Mason reported that the net interest margin is growing, and has increased by 6 basis points, higher than the industry average; "We expect to grow the net interest margin by an excess of 325 to 340 basis points," said Mason. Home Street has become one of the most significant lenders in the home building business, and Mason sees demand for homes rising. The CEO indicated that the company might look for an acquisition to increase its geographical footprint. "Home Street can keep going higher," said Cramer.

CEO Interview: Kieran Gallahue, CareFusion (NYSE:CFN). Other stock mentioned: Cardinal Health (NYSE:CAH)
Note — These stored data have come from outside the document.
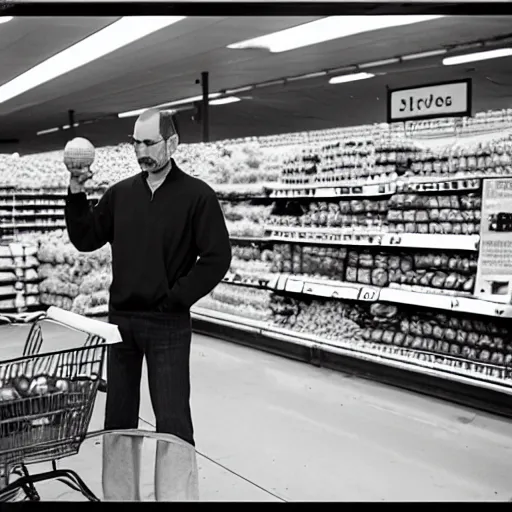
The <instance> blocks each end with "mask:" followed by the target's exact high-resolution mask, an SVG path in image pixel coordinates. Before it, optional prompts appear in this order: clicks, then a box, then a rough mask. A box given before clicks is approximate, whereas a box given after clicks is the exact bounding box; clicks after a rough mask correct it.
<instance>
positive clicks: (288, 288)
mask: <svg viewBox="0 0 512 512" xmlns="http://www.w3.org/2000/svg"><path fill="white" fill-rule="evenodd" d="M286 291H287V292H291V293H302V292H303V291H304V281H298V280H297V279H288V280H287V281H286Z"/></svg>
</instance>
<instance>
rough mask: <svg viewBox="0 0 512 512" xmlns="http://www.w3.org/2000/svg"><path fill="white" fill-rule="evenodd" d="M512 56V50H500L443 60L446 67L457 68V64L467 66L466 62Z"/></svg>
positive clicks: (461, 56)
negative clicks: (456, 65)
mask: <svg viewBox="0 0 512 512" xmlns="http://www.w3.org/2000/svg"><path fill="white" fill-rule="evenodd" d="M510 56H512V48H500V49H499V50H490V51H488V52H478V53H470V54H468V55H458V56H456V57H447V58H446V59H443V64H444V65H445V66H455V65H456V64H465V63H466V62H476V61H478V60H487V59H498V58H500V57H510Z"/></svg>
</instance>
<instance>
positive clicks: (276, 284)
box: [276, 276, 288, 291]
mask: <svg viewBox="0 0 512 512" xmlns="http://www.w3.org/2000/svg"><path fill="white" fill-rule="evenodd" d="M287 280H288V278H287V277H285V276H279V279H278V280H277V283H276V290H281V291H284V290H285V289H286V281H287Z"/></svg>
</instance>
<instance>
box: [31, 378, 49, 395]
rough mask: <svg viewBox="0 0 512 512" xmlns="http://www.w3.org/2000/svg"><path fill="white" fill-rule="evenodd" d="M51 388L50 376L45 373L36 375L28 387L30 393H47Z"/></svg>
mask: <svg viewBox="0 0 512 512" xmlns="http://www.w3.org/2000/svg"><path fill="white" fill-rule="evenodd" d="M49 390H50V385H49V382H48V378H47V377H46V376H44V375H40V376H39V377H34V378H33V379H32V380H31V382H30V386H29V388H28V394H29V395H46V394H47V393H48V392H49Z"/></svg>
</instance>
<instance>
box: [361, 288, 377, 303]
mask: <svg viewBox="0 0 512 512" xmlns="http://www.w3.org/2000/svg"><path fill="white" fill-rule="evenodd" d="M379 296H380V290H378V289H377V288H366V287H363V288H361V289H360V290H359V296H358V298H357V300H363V301H368V302H375V301H377V300H379Z"/></svg>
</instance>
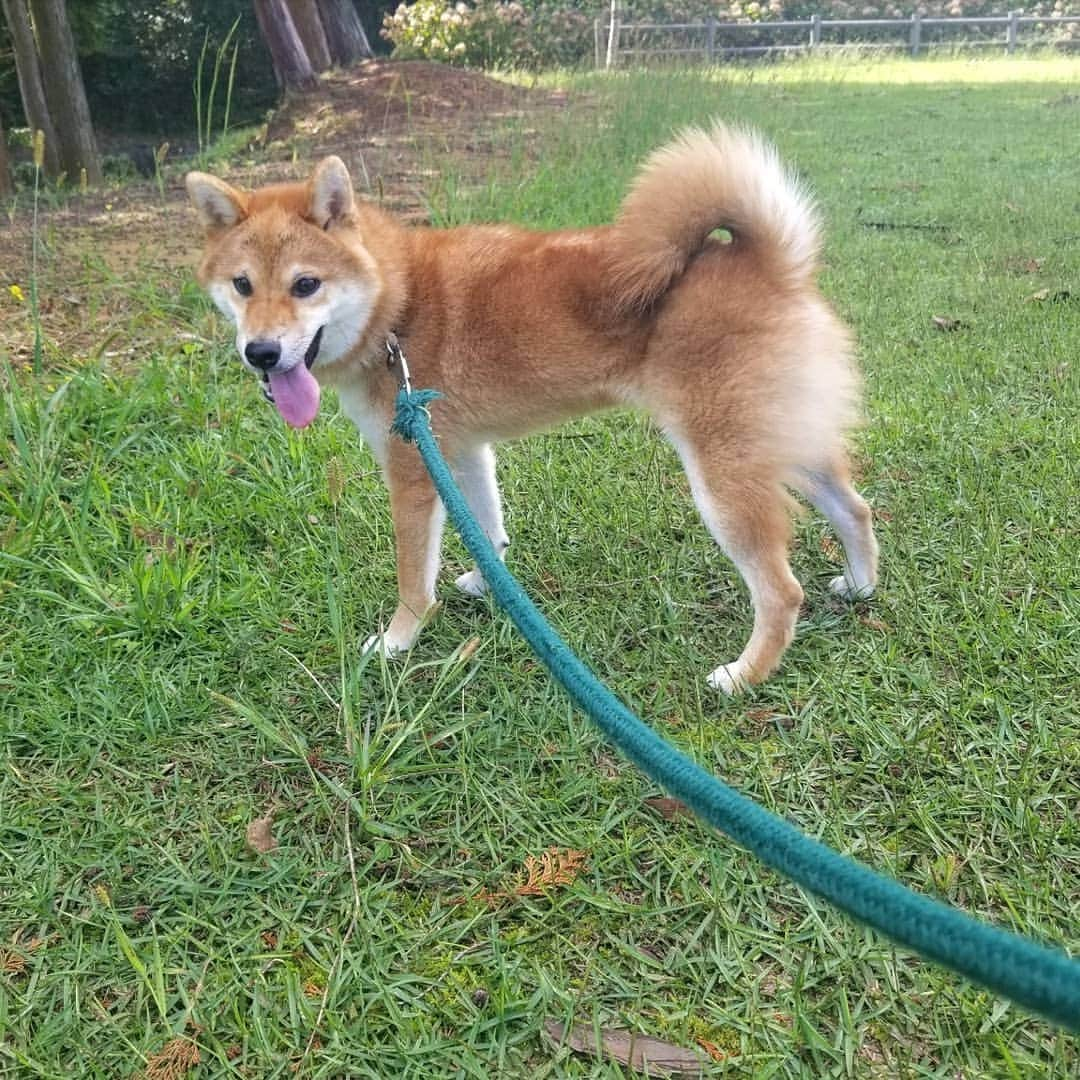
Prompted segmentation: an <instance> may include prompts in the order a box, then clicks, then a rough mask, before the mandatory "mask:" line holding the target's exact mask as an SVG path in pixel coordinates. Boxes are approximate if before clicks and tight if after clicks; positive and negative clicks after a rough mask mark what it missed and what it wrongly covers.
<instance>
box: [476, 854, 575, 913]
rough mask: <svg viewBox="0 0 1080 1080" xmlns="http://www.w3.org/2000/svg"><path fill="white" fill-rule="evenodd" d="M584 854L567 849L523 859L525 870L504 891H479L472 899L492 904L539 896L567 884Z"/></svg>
mask: <svg viewBox="0 0 1080 1080" xmlns="http://www.w3.org/2000/svg"><path fill="white" fill-rule="evenodd" d="M588 858H589V855H588V852H584V851H576V850H575V849H573V848H567V849H566V850H565V851H561V850H559V849H558V848H549V849H548V850H546V851H545V852H544V853H543V854H542V855H540V858H539V859H537V856H536V855H526V856H525V867H524V869H523V870H522V873H521V874H518V876H517V881H516V882H515V883H514V885H513V886H512V887H511V888H510V889H509V890H507V891H499V892H488V891H487V890H486V889H482V890H481V891H480V893H477V895H476V900H484V901H487V903H488V904H491V905H494V904H496V903H498V902H499V901H500V900H509V899H510V897H511V896H542V895H543V894H544V893H546V892H549V891H550V890H552V889H555V888H558V887H561V886H567V885H571V883H572V882H573V881H575V879H576V878H577V877H578V875H579V874H580V873H581V872H582V869H584V866H585V860H586V859H588Z"/></svg>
CareFusion (CFN) was spun off from Cardinal Health (CAH) in 2009, and has rallied 72% since. CFN's technology saves hospital staff time and decreases dangerous infections. One solution is creating disposable kits for all kinds of tests. The company beat earnings by 10% and reported a 160 basis point increase in gross margins. Management discussed a strong M&A pipeline. CEO Keiran Gallahue discussed that the flu season has given an "uptick" to CFN's business, and sees concerns about Obamacare and reducing hospital costs as potential catalysts; "We help hospitals be more efficient, help them drive out costs and help them improve patient safety." The spin-off from Cardinal Health has allowed the company to focus on technology, and CareFusion is beginning to reap the fruits after a bumpy transition. There was a slowdown in the dispensing business, but the infusion segment was strong. The CEO said the dispensing sector will be improved soon, because it is in transition with new technology. "I think you are going much higher," said Cramer.